Der aus Vals GR stammende Psychiater Josef Jörger (1860-1933) war, nach Tätigkeiten an anderen Kliniken, Gründungsdirektor der psychiatrischen Klinik Waldhaus in Chur GR und leitete diese, bis er den Direktorenposten seinem Sohn übergab, ähnlich wie bei Eugen und Manfred Bleuler ein Fall von (allerdings sozial bedingter) „psychiatrischer Erblichkeit“.
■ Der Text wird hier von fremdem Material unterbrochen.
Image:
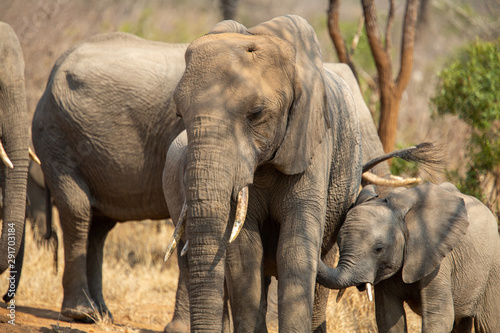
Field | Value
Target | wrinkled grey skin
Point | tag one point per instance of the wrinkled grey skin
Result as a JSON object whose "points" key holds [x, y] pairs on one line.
{"points": [[175, 192], [430, 246], [101, 131], [292, 135], [14, 133]]}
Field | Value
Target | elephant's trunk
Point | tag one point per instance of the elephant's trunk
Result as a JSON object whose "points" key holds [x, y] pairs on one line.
{"points": [[210, 184], [15, 141], [339, 277]]}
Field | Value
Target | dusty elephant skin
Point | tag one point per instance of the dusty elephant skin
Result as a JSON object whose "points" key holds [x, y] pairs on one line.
{"points": [[430, 246], [175, 191], [14, 129], [292, 137], [101, 131]]}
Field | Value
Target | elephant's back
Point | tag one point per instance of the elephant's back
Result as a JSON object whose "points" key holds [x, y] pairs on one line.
{"points": [[108, 104], [479, 252]]}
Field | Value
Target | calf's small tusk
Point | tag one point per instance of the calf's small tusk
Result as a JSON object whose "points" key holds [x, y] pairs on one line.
{"points": [[178, 232], [340, 294], [241, 212], [5, 158], [369, 291], [185, 248], [33, 156]]}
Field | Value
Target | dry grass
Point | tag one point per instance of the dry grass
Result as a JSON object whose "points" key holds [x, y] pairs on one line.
{"points": [[139, 287]]}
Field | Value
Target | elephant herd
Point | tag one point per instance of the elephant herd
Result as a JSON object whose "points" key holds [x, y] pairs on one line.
{"points": [[250, 126]]}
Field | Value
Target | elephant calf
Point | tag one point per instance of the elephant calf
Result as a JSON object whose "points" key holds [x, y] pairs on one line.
{"points": [[430, 246]]}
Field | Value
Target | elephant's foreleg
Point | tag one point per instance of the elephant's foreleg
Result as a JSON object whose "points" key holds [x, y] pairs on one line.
{"points": [[99, 229], [245, 281], [321, 298], [180, 320], [75, 214], [297, 259]]}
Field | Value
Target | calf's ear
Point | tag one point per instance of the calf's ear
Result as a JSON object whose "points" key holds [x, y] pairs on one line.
{"points": [[436, 220]]}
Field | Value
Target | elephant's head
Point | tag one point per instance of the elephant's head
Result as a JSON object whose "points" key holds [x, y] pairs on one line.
{"points": [[410, 230], [247, 98]]}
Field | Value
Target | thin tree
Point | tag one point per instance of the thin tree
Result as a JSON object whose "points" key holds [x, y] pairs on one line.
{"points": [[390, 89]]}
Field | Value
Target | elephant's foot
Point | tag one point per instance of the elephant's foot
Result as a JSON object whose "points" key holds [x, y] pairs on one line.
{"points": [[87, 312], [177, 326]]}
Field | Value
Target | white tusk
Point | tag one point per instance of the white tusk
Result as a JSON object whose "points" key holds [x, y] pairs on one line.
{"points": [[369, 291], [340, 294], [33, 156], [179, 230], [5, 158], [185, 248], [377, 180], [241, 213]]}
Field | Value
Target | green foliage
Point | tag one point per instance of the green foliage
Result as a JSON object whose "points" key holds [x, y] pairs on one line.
{"points": [[181, 30], [469, 88]]}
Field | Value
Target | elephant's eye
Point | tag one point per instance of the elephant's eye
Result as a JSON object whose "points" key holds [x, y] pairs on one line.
{"points": [[255, 113], [378, 248]]}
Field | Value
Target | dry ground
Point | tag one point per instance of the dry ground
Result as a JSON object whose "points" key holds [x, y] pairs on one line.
{"points": [[139, 289]]}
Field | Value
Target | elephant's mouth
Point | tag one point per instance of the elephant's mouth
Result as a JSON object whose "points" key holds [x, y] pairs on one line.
{"points": [[368, 287]]}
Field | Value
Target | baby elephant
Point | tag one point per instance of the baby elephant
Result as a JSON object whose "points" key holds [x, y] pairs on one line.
{"points": [[430, 246]]}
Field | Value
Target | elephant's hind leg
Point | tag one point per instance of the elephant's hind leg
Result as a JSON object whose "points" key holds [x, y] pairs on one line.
{"points": [[99, 229], [75, 214]]}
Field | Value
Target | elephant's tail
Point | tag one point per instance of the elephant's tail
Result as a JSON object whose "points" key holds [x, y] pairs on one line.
{"points": [[50, 235], [425, 153]]}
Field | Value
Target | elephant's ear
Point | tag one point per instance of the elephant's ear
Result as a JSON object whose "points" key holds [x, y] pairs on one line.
{"points": [[436, 220], [367, 193], [308, 118], [228, 26]]}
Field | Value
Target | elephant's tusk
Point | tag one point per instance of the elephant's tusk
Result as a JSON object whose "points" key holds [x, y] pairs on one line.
{"points": [[241, 212], [377, 180], [33, 156], [185, 248], [340, 294], [5, 158], [179, 230], [369, 291]]}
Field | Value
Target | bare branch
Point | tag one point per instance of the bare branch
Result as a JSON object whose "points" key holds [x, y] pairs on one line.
{"points": [[359, 31], [407, 46], [336, 36], [388, 28], [382, 61]]}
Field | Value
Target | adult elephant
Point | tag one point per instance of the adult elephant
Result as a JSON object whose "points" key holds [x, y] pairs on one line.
{"points": [[14, 132], [292, 138], [101, 130]]}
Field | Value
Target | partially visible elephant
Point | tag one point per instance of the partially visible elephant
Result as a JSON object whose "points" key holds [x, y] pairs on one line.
{"points": [[429, 246], [14, 134], [291, 138], [101, 130]]}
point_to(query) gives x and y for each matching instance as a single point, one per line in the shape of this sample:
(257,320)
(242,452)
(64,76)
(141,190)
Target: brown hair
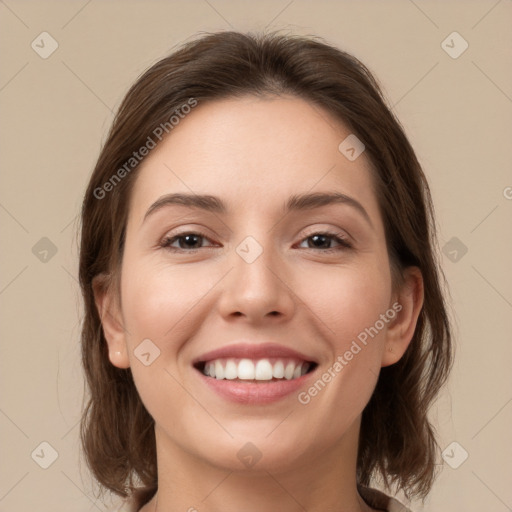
(397,441)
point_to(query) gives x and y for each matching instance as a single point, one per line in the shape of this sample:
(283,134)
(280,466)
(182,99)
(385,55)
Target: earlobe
(408,307)
(111,320)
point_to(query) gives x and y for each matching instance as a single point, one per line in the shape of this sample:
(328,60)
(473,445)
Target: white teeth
(288,372)
(278,371)
(261,369)
(245,370)
(231,370)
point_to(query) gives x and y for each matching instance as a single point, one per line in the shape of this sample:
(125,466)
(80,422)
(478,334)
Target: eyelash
(337,237)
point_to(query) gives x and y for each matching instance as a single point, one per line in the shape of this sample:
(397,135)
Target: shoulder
(377,499)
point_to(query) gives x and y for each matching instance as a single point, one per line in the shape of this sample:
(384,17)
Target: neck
(324,482)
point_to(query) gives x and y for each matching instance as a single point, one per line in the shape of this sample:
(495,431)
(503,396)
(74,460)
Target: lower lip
(255,392)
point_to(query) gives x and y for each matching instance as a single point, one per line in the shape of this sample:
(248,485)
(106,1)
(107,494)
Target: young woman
(265,326)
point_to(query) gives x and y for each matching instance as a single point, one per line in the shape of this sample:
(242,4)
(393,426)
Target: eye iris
(188,237)
(315,238)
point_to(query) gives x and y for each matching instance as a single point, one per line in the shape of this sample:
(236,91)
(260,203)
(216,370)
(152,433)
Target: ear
(111,319)
(408,305)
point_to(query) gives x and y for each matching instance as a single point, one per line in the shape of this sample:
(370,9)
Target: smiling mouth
(255,370)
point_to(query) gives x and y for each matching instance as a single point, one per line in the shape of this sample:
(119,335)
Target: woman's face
(254,282)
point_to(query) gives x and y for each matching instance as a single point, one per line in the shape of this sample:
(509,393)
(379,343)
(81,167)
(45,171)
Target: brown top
(373,497)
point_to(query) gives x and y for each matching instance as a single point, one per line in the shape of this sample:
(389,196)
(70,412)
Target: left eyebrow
(297,202)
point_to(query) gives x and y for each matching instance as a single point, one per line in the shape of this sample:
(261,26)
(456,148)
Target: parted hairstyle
(397,441)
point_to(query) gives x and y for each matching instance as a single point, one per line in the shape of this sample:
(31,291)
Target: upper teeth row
(261,369)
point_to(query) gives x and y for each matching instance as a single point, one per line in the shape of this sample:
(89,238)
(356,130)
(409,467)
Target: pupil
(188,237)
(316,237)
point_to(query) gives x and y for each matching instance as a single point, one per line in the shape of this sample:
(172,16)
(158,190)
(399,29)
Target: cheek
(348,300)
(156,298)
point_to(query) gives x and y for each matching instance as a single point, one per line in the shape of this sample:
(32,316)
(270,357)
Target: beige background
(55,114)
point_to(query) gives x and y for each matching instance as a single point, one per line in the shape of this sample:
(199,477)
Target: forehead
(253,149)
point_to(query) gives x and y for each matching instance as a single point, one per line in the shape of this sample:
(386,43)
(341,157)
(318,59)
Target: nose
(259,289)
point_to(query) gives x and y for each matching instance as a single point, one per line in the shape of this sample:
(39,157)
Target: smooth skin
(254,153)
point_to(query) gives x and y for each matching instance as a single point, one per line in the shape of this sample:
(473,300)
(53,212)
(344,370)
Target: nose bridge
(256,285)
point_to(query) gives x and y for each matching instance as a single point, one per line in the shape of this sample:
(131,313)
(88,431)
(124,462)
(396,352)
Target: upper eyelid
(333,233)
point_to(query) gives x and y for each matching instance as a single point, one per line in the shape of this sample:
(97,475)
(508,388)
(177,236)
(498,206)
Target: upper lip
(253,351)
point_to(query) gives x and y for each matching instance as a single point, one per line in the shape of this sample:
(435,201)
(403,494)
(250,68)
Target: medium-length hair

Josef Jörger hatte den ersten Teil dieser Arbeit 1905 im von Alfred Ploetz herausgegebenen „Archiv für Rassen- und Gesellschaftsbiologie“ publiziert. Sie befasste sich mit mehreren Generationen der jenischen Familie Stoffel, ebenfalls aus Vals GR, die Jörger mit dem nullifizierenden Decknamen „Familie Zero“ belegte. Diese Arbeit fand den Beifall vieler „Rassenhygieniker“, so z.B. den von Ernst Rüdin. Dieser veranlasste den Druck der vorliegenden, um die Darstellung der Familie Markus (Moser) erweiterten Fassung unter dem Titel „Psychiatrische Familiengeschichten“ 1919 bei Springer in Berlin, als Festgabe für den anderen Schweizer Senior der „Eugenik“, August Forel.
Jörgers psychiatrische Familienforschungen sollten den Nachweis der Erblichkeit folgender „Abirrungen vom gewöhnlichen Familientypus“ bei den jenischen Familien erbringen: „Vagabundismus, Verbrechen, Unsittlichkeit, Geistesschwäche und Geistesstörung, Pauperismus.“ (S. 1)
Wie das Buch „Familie Kallikak“ des amerikanischen Psychiaters Henry H. Goddard sollten Jörgers Arbeit den Nachweis für die „erbliche Minderwertigkeit“ ganzer Familien, und bei Jörger, durch Ableitung, der ganzen Volksgruppe der Jenischen, liefern.
Spätere Verfolger der Jenischen, in der Schweiz Alfred Siegfried als Leiter des sogenannten „Hilfswerks für die Kinder der Landstrasse“ der Stiftung Pro Juventute, in Deutschland Robert Ritter als genealogischer Erforscher der „Sippen“ von Jenischen, Sinti und Roma sowie sogenannter „Asozialer“, stützten sich ausdrücklich auf Jörgers Forschungen.